Я не знал, что это — запоздалая паника или горькая тоска. Всё, абсолютно всё, рухнуло, моя жизнь оказалась только в моих руках, и я не понимал, что с этой властью делать. Как распорядиться своей судьбой так, чтобы не прожить оставшиеся годы, ничего не достигнув? Как выжить?
Сидя на деревянной лавочке, в холодноватом свете уличного фонаря с радужкой вокруг лампы, вглядываясь в спокойные, гладкие воды пруда, я задавался глобальными вопросами в масштабах собственной личности. Чего я хочу? Для чего живу? Что мне не так? Могу ли я быть счастливым? Где же Борис?
Наконец я понял, что плачу. Слезы, душившие меня весь вечер, нашли путь для выхода. Будто признание самому себе, что я ни черта не знаю, освободило меня.
Вскоре — кажется, спустя целую вечность — начался февраль. Россию на календаре сменила Чехия. Странно было не видеть изображение Красной площади в Москве и не вспоминать о Борисе. Мысли о нём, хоть и мучившие меня и доводившие до отчаяния, всё же грели мне сердце в холодные вечера, когда я, извиваясь под пледом, расплёскивал трясущимися пальцами чай из кружки прямо на белые наволочки. Я отчётливо слышал его комментарии, как это было в отцовском доме, и улыбался собственным репликам, чётко осознавая, что буквально схожу с ума, разговаривая со стеной.
В колледже я взял третьим языком русский, он напоминал о нём. Мне казалось, выучи я его — смогу, наконец, понять душу Бориса, смогу быть ближе к нему, проникну в его мысли, стану незримым призраком его жизни. Глупо, но мне нравилось давать воображению разыграться — так можно было не бояться взорваться в один прекрасный день от переполняющей до краёв тоски.
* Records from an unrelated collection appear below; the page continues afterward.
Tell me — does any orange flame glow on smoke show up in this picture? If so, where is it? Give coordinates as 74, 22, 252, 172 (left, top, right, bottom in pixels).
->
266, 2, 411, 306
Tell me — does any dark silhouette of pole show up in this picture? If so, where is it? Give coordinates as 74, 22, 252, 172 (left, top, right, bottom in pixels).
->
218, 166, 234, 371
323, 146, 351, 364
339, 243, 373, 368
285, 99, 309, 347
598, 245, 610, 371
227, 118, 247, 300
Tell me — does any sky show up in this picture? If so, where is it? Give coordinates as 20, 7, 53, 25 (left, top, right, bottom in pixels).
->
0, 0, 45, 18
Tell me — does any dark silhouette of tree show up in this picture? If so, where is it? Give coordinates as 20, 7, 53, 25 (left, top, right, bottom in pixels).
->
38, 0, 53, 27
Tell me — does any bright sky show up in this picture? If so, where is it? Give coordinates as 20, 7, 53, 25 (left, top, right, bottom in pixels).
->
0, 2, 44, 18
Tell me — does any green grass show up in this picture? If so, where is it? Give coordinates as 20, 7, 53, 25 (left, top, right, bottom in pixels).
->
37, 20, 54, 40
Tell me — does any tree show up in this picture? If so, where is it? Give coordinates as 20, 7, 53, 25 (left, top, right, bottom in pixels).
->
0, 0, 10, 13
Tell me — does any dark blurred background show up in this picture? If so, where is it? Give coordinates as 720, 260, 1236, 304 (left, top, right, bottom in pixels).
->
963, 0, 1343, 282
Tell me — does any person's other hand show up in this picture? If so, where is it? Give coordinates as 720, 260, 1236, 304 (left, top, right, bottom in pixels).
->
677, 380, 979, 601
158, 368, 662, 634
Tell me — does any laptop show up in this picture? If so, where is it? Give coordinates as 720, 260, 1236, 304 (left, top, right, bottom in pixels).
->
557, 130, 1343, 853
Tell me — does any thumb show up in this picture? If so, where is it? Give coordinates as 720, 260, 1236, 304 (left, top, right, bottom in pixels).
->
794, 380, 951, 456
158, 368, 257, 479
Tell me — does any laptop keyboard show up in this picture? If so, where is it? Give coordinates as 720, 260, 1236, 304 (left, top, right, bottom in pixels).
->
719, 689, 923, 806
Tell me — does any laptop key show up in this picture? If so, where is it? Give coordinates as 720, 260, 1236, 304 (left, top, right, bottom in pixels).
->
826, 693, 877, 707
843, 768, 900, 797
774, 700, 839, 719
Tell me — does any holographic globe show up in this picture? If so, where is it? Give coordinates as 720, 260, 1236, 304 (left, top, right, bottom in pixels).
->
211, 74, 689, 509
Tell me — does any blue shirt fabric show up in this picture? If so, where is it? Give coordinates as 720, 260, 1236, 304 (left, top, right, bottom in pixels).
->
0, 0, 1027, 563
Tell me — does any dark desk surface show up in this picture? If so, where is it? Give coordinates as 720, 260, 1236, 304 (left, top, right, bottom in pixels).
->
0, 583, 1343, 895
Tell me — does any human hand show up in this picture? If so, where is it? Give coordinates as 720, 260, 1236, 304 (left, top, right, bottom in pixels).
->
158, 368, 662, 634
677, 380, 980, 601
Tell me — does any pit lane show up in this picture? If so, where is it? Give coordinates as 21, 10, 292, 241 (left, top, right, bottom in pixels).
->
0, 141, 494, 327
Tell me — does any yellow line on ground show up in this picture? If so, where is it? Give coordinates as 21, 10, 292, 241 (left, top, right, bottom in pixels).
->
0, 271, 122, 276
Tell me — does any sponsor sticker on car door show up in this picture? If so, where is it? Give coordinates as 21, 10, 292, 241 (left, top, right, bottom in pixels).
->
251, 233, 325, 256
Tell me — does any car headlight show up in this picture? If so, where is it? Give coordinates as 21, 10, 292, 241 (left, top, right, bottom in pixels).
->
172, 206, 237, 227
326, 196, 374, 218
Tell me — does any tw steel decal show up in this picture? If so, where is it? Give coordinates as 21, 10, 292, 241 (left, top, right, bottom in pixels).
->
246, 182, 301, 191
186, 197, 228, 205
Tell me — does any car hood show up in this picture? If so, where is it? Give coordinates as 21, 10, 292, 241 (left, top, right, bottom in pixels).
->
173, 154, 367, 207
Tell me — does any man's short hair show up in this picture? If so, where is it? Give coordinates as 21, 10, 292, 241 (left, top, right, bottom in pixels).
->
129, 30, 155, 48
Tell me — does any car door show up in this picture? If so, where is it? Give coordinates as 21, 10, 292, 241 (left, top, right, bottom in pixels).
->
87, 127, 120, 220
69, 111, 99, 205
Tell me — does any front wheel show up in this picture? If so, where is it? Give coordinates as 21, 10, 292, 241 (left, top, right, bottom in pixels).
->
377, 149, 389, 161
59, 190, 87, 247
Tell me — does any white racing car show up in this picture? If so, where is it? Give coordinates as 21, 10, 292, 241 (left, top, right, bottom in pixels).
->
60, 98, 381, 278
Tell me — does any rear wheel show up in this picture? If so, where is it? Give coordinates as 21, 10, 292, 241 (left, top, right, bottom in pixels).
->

Я постоянно выдумывал диалоги, убеждая себя в исключительно тренировочной пользе, воскрешал в памяти звуки его голоса, акцент и смех… Грезил, представлял его в очередной новой стране с клёвой девчонкой под боком и сигаретой в зубах. Представлял, каким он вырос, каким привлекательным стал, каким бы нашёл меня, если бы нам удалось встретиться хотя бы ещё один, последний раз в жизни.